Hip, Hip, Hop You Don’t Stop
Lower-income Americans are increasingly job hopping. A New York Fed survey showed the share of lower-income heads of household—those with a household income of $60,000 a year or less—who moved to new jobs earlier this year jumped to the highest rate for records dating back to 2014, Sarah Chaney reports.
- The figures suggest rising confidence in the labor market among workers left behind earlier in the expansion.
- A crucial factor driving job switching is the prospect for higher wages, as job hoppers tend to see bigger pay bumps than those who stay in their current roles.
- Job changes among higher-income workers have been declining since early 2018.

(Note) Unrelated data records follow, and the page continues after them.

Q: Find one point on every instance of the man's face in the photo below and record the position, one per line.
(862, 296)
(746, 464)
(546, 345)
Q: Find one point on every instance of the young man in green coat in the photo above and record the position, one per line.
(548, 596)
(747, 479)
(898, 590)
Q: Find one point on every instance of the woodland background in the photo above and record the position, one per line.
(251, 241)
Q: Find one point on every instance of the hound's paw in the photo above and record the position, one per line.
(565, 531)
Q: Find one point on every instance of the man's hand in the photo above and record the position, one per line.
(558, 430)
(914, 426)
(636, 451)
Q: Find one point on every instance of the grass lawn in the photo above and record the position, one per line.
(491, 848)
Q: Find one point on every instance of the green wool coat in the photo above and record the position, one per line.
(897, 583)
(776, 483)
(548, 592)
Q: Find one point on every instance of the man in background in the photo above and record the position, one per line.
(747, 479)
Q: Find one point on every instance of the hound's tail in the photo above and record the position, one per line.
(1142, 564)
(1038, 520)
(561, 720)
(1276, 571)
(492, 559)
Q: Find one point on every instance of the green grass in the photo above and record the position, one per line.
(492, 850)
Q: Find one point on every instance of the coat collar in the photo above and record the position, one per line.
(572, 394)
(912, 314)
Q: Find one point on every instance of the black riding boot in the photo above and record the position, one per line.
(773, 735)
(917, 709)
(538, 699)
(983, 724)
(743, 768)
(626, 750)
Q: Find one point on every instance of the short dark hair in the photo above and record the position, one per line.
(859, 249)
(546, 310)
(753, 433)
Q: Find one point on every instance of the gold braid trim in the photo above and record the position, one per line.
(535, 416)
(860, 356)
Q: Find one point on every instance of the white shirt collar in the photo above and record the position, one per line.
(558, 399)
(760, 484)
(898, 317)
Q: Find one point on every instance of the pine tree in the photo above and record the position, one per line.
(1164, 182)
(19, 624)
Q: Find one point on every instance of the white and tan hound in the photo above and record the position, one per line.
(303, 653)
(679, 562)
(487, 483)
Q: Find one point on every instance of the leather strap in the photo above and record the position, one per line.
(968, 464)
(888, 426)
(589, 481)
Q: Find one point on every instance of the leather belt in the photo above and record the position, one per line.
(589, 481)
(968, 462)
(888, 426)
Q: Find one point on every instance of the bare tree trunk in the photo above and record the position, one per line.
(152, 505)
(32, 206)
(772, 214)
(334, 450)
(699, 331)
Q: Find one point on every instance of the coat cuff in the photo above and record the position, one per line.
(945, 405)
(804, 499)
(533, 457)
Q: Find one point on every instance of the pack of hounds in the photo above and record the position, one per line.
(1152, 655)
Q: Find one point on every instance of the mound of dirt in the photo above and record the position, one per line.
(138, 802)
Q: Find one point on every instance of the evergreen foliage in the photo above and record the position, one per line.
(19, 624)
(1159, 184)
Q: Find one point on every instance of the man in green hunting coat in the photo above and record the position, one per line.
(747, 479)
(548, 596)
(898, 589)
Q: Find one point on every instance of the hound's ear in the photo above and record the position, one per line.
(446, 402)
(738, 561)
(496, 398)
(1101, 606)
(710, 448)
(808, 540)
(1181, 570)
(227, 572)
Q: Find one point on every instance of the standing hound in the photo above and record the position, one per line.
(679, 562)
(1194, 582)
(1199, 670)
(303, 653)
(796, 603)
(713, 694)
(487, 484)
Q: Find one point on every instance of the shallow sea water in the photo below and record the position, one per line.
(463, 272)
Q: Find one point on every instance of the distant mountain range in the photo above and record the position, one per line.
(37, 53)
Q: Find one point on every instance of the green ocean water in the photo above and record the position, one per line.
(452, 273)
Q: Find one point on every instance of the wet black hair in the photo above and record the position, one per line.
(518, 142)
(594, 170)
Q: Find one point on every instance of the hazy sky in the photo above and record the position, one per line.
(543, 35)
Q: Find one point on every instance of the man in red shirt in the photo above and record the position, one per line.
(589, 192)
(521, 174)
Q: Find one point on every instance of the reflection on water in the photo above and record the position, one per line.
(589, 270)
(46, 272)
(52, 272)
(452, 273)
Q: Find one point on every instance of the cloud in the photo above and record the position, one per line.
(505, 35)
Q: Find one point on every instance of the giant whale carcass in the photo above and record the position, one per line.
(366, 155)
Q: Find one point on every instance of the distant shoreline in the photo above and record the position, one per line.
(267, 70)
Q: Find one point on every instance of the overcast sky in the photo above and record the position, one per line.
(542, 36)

China’s Central Bank Won’t Follow Easy Path
People’s Bank of China Gov. Yi Gang said Tuesday the bank won’t follow the course of Western counterparts with new stimulus as the economy is still performing within expectations. Central bankers in Japan and the U.S. signaled a more wait-and-see approach. St. Louis Fed President James Bullard said Monday that rate cuts had already offered an economic boost but that tensions in global trade were unlikely to stabilize. Bank of Japan Governor Haruhiko Kuroda said Tuesday that cuts to short-term rather than long-term interest rates would be more effective in supporting the economy, but also that he had no set expectations for the central bank’s next move at its meeting in October.
Let It Grow
U.S. farmers are embracing an alternative means of turning sunlight into revenue during a sharp downturn in crop prices: solar power. Solar panels are being installed across the Farm Belt for personal and external use on land where growers are struggling to make ends meet. The tit-for-tat tariffs applied by the U.S. and China to each other’s goods have cut demand for American crops. Futures prices for corn, soybeans and wheat are all trading around their lowest levels since 2010. Making matters worse, record spring rainfall left many farmers no time to plant a decent crop. The result: More are taking the risk of leasing land to energy companies or installing their own solar panels, Kirk Maltais reports.

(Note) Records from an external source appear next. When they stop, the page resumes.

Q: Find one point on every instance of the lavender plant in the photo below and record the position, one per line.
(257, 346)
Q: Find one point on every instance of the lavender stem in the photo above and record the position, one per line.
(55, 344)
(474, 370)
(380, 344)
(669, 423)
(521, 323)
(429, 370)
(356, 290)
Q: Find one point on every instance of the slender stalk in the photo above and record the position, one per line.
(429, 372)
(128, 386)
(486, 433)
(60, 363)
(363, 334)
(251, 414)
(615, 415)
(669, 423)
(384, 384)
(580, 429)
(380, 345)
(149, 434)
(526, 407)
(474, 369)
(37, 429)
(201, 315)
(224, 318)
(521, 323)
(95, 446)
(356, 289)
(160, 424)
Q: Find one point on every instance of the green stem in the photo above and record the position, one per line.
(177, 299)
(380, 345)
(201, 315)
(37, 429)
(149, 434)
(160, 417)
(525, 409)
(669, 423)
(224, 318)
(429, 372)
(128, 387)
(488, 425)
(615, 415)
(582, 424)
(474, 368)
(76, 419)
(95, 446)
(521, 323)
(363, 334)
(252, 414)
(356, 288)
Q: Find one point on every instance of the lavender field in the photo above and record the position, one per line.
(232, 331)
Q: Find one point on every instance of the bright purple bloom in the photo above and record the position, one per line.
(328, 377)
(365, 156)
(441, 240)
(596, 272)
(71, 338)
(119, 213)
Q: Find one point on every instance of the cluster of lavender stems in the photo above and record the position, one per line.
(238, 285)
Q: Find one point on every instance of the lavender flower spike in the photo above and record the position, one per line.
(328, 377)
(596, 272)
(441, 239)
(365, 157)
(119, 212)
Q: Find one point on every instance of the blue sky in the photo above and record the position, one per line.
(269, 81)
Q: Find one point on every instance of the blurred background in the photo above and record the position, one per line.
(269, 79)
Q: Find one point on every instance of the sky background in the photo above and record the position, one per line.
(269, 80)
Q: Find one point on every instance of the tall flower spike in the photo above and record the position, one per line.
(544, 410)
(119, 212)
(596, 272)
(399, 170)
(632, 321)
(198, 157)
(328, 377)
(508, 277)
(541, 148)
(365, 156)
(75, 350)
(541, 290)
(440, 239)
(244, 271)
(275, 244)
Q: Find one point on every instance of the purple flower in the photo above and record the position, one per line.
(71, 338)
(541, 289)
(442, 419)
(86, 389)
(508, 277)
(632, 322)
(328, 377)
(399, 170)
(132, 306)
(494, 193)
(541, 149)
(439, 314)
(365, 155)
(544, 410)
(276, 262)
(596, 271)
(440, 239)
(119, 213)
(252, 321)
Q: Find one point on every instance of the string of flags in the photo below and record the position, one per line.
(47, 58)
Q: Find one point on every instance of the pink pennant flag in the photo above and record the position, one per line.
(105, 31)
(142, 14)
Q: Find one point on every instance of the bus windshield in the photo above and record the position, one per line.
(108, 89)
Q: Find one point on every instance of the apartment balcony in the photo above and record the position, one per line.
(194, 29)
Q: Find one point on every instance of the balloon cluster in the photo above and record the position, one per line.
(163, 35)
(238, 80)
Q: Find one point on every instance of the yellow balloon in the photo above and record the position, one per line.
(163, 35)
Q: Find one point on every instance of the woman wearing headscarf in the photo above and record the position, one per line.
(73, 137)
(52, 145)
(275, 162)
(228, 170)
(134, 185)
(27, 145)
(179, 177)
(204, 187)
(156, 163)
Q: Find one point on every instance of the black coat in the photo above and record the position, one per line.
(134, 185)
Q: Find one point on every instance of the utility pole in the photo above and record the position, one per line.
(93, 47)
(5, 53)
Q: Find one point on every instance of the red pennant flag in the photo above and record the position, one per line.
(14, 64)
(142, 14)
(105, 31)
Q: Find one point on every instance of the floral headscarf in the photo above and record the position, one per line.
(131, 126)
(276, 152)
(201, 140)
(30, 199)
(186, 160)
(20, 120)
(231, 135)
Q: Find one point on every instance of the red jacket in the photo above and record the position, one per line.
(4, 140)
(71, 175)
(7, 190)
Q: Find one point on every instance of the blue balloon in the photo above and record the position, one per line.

‘Protectionism has Failed’
Brazilian President Jair Bolsonaro’s administration is opening up one of the world’s most closed big economies, slashing import tariffs on more than 2,300 products and exposing local industries long accustomed to protectionism to the challenges of free trade. The new opening is a central feature in Economy Minister Paulo Guedes’s plans to make the country of 210 million more competitive, part of an effort to rekindle a moribund economy historically shielded from foreign competition and bogged down by bureaucracy, Paulo Trevisani reports. “Brazil’s model of protectionism has failed,” said Deputy Economy Minister for Trade Marcos Troyjo.
WHAT ELSE WE’RE READING
Union workers on strike at GM face a dilemma. “When it comes to the manufacturing sector, where the United States faces global competition, restoring the generous pay and benefits that used to accompany these jobs becomes impossible without jeopardizing the jobs themselves,” President Obama’s former ‘car czar’ Steven Rattner writes in the New York Times.